The 62-year-old bus driver was on his route near Madison Avenue and East 29th Street on Monday after when the suspect tried to get on the M2 bus around 2 a.m. without a mask, which is mandatory for all MTA buses and subways, according to the NYPD. When the driver stopped the man from entering the bus, the suspect hit him in the face and fled.
Police say the victim suffered pain and swelling and was transported to the hospital.
"The attacks on transit workers are abhorrent, they violate the law and we're going to do everything we can with MTA managers, volunteers and police officers from the NYPD and the MTA police to make sure that those attacks do not occur," MTA Chair Pat Foye told Cheddar on Tuesday.
NYC Transit Interim President Sarah Feinberg shared similar sentiments in a statement provided to News 4.
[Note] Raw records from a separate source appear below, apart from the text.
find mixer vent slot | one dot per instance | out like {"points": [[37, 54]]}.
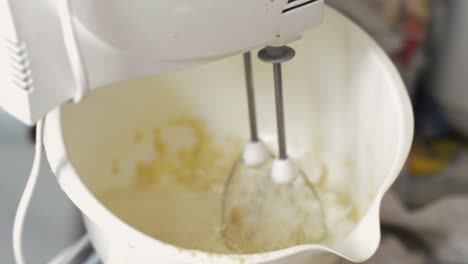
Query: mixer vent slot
{"points": [[20, 65], [296, 4]]}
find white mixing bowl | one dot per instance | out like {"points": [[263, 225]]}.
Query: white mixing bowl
{"points": [[345, 103]]}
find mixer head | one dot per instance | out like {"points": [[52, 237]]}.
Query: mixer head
{"points": [[54, 51]]}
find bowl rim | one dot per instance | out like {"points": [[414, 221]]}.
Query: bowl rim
{"points": [[81, 196]]}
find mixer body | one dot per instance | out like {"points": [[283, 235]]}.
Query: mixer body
{"points": [[119, 40]]}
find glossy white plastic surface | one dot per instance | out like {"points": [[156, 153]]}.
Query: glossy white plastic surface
{"points": [[345, 104], [119, 40]]}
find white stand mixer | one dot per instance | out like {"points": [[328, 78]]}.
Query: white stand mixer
{"points": [[55, 51]]}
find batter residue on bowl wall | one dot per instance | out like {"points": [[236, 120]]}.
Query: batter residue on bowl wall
{"points": [[176, 197]]}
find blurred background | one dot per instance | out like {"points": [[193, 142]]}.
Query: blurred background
{"points": [[423, 218]]}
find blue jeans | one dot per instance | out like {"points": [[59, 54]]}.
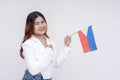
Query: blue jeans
{"points": [[28, 76]]}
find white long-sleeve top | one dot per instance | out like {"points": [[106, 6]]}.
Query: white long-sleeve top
{"points": [[41, 59]]}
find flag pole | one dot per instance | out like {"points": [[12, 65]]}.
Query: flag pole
{"points": [[74, 33]]}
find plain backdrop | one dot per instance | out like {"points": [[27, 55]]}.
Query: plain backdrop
{"points": [[64, 17]]}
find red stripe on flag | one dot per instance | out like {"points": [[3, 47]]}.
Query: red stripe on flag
{"points": [[84, 42]]}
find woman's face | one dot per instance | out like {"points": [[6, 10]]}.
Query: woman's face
{"points": [[40, 26]]}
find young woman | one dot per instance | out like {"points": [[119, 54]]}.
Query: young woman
{"points": [[39, 51]]}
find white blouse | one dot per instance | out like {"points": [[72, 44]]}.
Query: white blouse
{"points": [[41, 59]]}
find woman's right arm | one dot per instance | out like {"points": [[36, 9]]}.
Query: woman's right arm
{"points": [[34, 64]]}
“This is a despicable attack on a hero moving this city during a pandemic and simply trying to protect the safety of all customers," Feinberg said. "We are cooperating with the NYPD’s investigation and search for the perpetrator. We recently launched Operation Respect to make masks available for anyone who needs them, have deployed MTA security and staff safety volunteers to assist with mask distribution, and ask all New Yorkers to join in this effort to protect health and safety.”
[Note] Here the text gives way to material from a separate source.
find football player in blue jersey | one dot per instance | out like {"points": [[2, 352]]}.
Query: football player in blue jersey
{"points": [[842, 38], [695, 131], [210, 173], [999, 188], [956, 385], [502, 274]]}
On the same day as the incident, the MTA announced "Operation Respect" where volunteers wearing yellow shirts will go on buses and to train stations to distribute free masks to commuters.
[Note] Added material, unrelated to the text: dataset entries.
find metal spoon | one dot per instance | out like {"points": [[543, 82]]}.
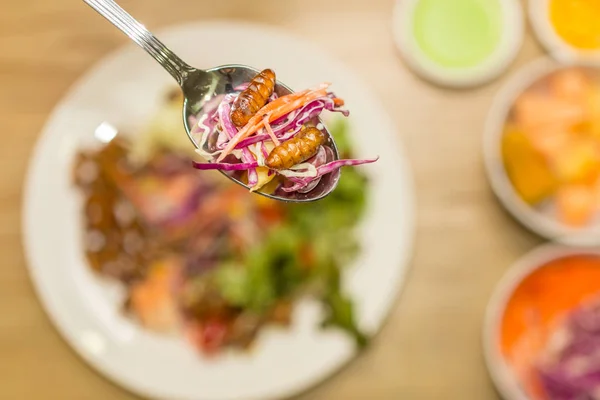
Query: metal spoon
{"points": [[200, 86]]}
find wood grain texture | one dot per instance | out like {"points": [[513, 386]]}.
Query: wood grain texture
{"points": [[430, 347]]}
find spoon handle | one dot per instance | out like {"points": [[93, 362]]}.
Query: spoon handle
{"points": [[142, 36]]}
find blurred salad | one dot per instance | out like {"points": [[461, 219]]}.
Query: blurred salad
{"points": [[198, 255], [551, 146]]}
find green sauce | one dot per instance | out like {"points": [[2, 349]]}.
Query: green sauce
{"points": [[458, 33]]}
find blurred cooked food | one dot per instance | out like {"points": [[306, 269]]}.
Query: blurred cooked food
{"points": [[198, 255], [551, 145]]}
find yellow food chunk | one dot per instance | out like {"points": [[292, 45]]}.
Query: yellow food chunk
{"points": [[263, 178], [549, 140], [576, 22], [576, 204], [526, 168], [533, 110], [593, 110]]}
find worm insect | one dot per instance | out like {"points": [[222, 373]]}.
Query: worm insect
{"points": [[253, 98], [296, 150]]}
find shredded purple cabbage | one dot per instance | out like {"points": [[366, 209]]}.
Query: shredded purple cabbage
{"points": [[225, 166], [216, 129], [571, 370]]}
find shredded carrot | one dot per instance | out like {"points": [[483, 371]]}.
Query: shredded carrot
{"points": [[270, 130], [274, 110]]}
TWU Local 100 President Tony Utano called the move "positive steps" after the organization has been urging the authority to act to ensure the safety of workers.
“Everyone on a bus should be wearing a mask or face covering,” Utano said. “Passengers who are not complying with the mask rule are selfishly endangering the health of Bus Operators and their fellow riders.”
The union said it surveyed several bus routes and found compliance of the mask requirement ranges from "excellent to horrible." On some routes, 35% to 40% of bus riders were not wearing masks, according to the union.
Richard Davis, Vice President of TWU Local 100, said the union was concerned about multiple recent attacks against bus operators, as a similar attack occurred in Harlem on Monday. A bus driver there told a passenger in a wheelchair that he had to wear a mask to ride, which is when the man went off.
"(He) pulled down my mirror, he ripped the mirror off the bus and threw it through the glass, hitting me on the left side of my face," bus driver Vernon Bullock said. "A lot of people are angry and don't want to be told to do something."
Union members, like Bullock, are asking for more masks they can hand out to riders, and have called for more enforcement and consequences for riders who refuse to comply with the mask order.
"Most of them are compliant with it, but then there are some that don't care, they are not afraid of the virus," Bullock said.
Davis said that the union is going to push to use the threat of up to seven years behind bars for the assault of an MTA employee as a possible deterrent.
The MTA says ridership remains low, with subways at 23% and buses at 60% of pre-pandemic levels, even as New York City entered the final fourth phase of reopening. The transit agency also said mask compliance is above 90% for subway riders and 96% for bus riders.